Having a large sample size is important in GWA studies but does not guarantee a reliable result. The probabilities found by genetic studies are influenced by many complicating factors that are not present in other kinds of population surveys. Take, for instance, population substructures. Many human populations include a certain degree of genetic substructure that may not be obviously apparent. Such substructure is the result of separate ancestral populations that have partially merged to form a current-day population. For example, the people of Madagascar derive from two distinct source populations: the African mainland and the Indian subcontinent. More subtle substructure may occur even in such an apparently homogeneous population as Americans of European ancestry, since European-Americans include a variety of incompletely admixed ethnic groups originating from different parts of Europe. Whenever there is population substructure, an association between a SNP and some disease may not actually mean that there is any real causal link between them.
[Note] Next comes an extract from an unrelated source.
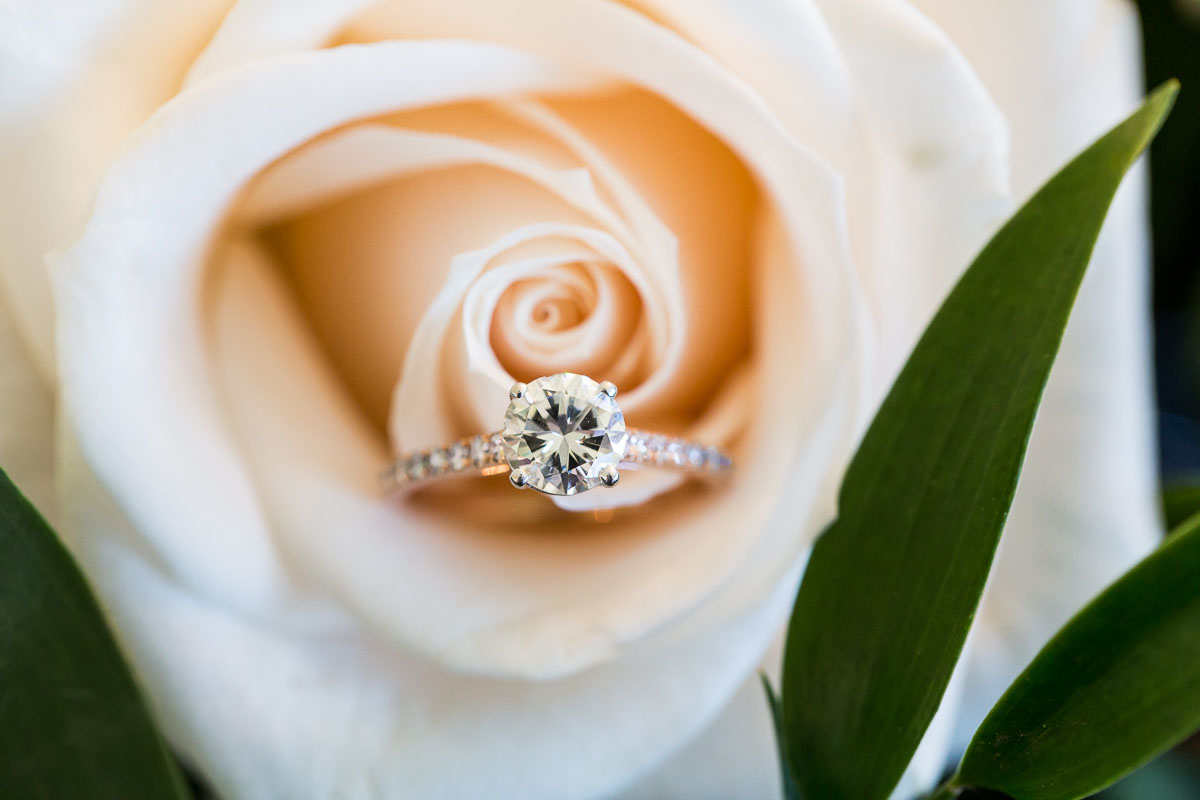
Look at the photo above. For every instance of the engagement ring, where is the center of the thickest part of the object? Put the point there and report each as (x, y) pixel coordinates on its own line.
(563, 434)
Imagine that there is some SNP that occurs in one particular ethnic group at a higher frequency than in others, but has no health effects, harmful or otherwise. The ethnic group may have a higher frequency of some disease because of other factors, like diet. An association study would still find a significant association between the allele and the disease. The allele in this example serves simply as a fortuitous marker of ethnicity, and the disease is caused by cultural factors associated with the ethnic group, not by genetics. In this way, an association study can mark a completely harmless variant as associated with a disease and, by implication, a cause of it.
Though most GWA studies in the United States have been done on Americans of European ancestry, increasing numbers of studies are being done on African Americans. Even more than European Americans, African Americans are far from an ethnically homogeneous population. The populations examined by GWA studies thus have substantial genetic substructure. Although subjects are typically grouped by broad “racial” categories, substructure within those categories is generally ignored.
In some cases, one might imagine that even cultural responses toward people with certain traits might influence their behavior in ways that give rise to further associations with no biological basis. Consider, to use a rather facetious example, the “dumb blonde.” Perhaps some blondes become conditioned to behave according to stereotypes about them being scatterbrained, or perhaps they respond by being conscientiously serious and scholarly. A researcher studying a gene that in fact influences hair color might find a significant association between that gene and the behaviors that blondes exhibit in response to cultural stereotypes — especially if the researcher does not know that the gene influences hair color. Or, in a culture where men with athletic ability tend to engage in contact sports, a gene associated with athletic ability, such as one that affects endurance or muscle growth, might end up being reported to be associated with susceptibility to concussions and other common sports injuries. One can think of a million other such cross-associations. When studies rely only on statistical associations without delving into actual biological causality, it is difficult to distinguish spurious from meaningful relationships between genotypes and traits.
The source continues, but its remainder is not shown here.